Dear Anonymous, Because God said so and we must trust and believe Him. And because sin always harms, distorts, defiles, destroys. See Dale Matson's answer. What looks, seems and feels good to us, is not necessarily good. We must seek what is good in God's eyes. We can hedge, wrestle, wheedle, wangle...but it will not change reality or God's Word.
The way of blessing, righteousness, peace and joy is to deny the (conditioned and inborn behaviors, feelings, desires of the) flesh, the ungodly pressures of the world and the temptations and deceptions of the devil. We must crucify, expose, renounce sin, evil and deception and live in the Kingdom of Truth, Love and Light - and make Christ our first love - (Psalm 73:25-26) even if as we live a chaste and celibate life. That would be better than to live in sin separated from God. To live out of conformity to God's Word is to live under the cruel dominion of evil.
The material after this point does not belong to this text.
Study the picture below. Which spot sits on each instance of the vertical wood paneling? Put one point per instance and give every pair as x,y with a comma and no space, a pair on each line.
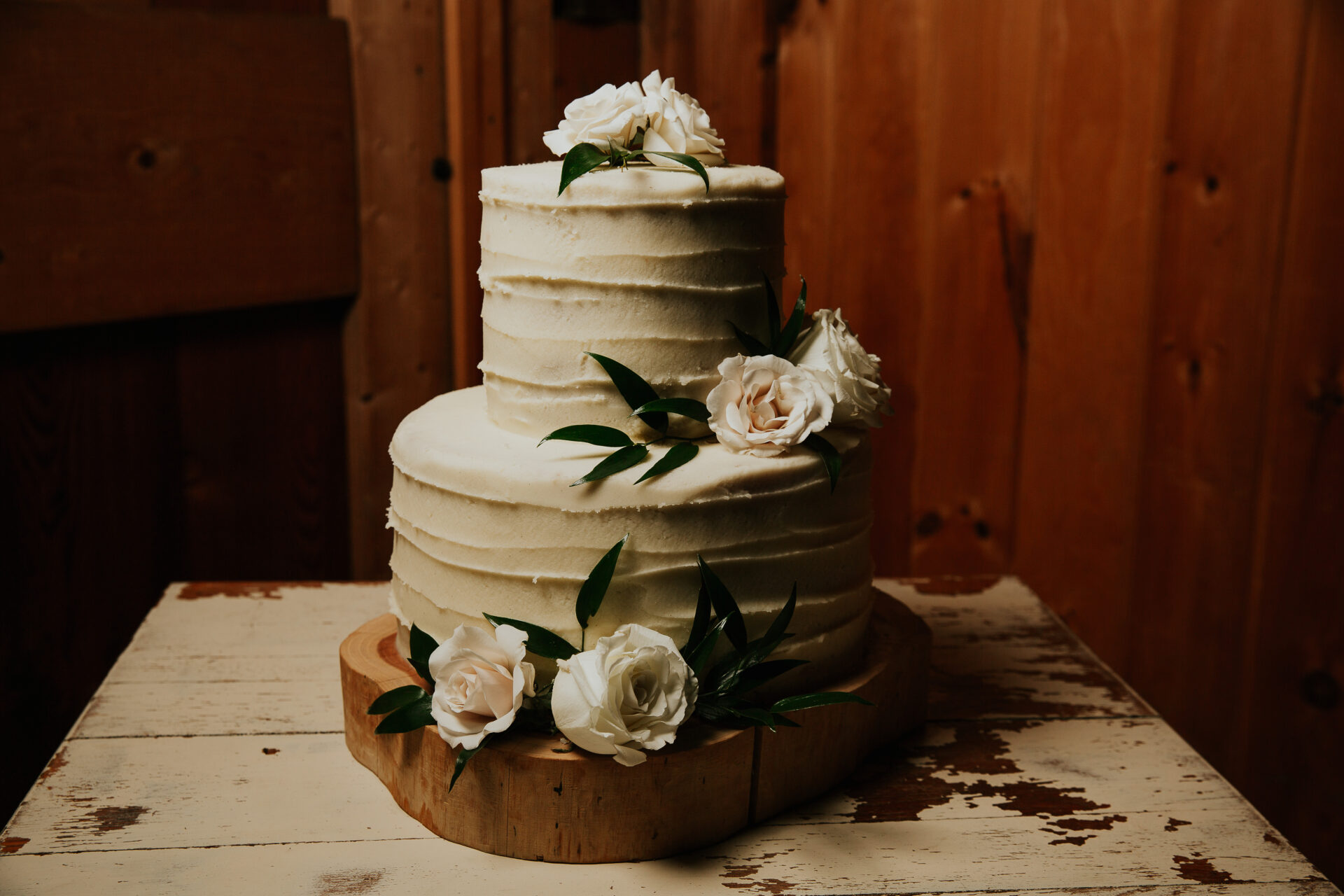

God's love, truth and mission offer real satisfaction of all human needs and are more than sufficient to fill all the voids and heal the wounds (occurring often so early that it seems inborn and central to one's identity) that have created sexualized same-sex feelings. All physical and emotional responses are created by conditioning and are subject to change through healthy changes of thoughts, beliefs about oneself and in healthy relationships with therapists and in the healing and supportive koinonia fellowship of the Church. This is Christ's intent for His Church as laid out in I Corinthians 6:9-11; Ephesians 5:21 and James 5:16 and throughout the Epistles. We are all disoriented and misdirected and need reorientation and redirection process called sanctification. Philippians 2:12-13
We are to overcome sin, not celebrate it. We glorify God and overcome by the Blood of the Lamb, the word of our testimonies and being willing to die to self and if necessary, give our lives for the truth of the transforming Gospel. Revelation 12:11
Thank you Dcn Dale for addressing the elephant in the thread!
When I initially read Fr. Dan's response I was perplexed by it and said the same thing to myself. Not being able to comment on the Listserv I commented to my computer screen instead. Now I find that he has posted his response here on his sight and you beat me to the punch. But that is God's way of using the right person to say it so it gets said correctly and not in a tone of .....You've got t o be kidding me!" kind of way!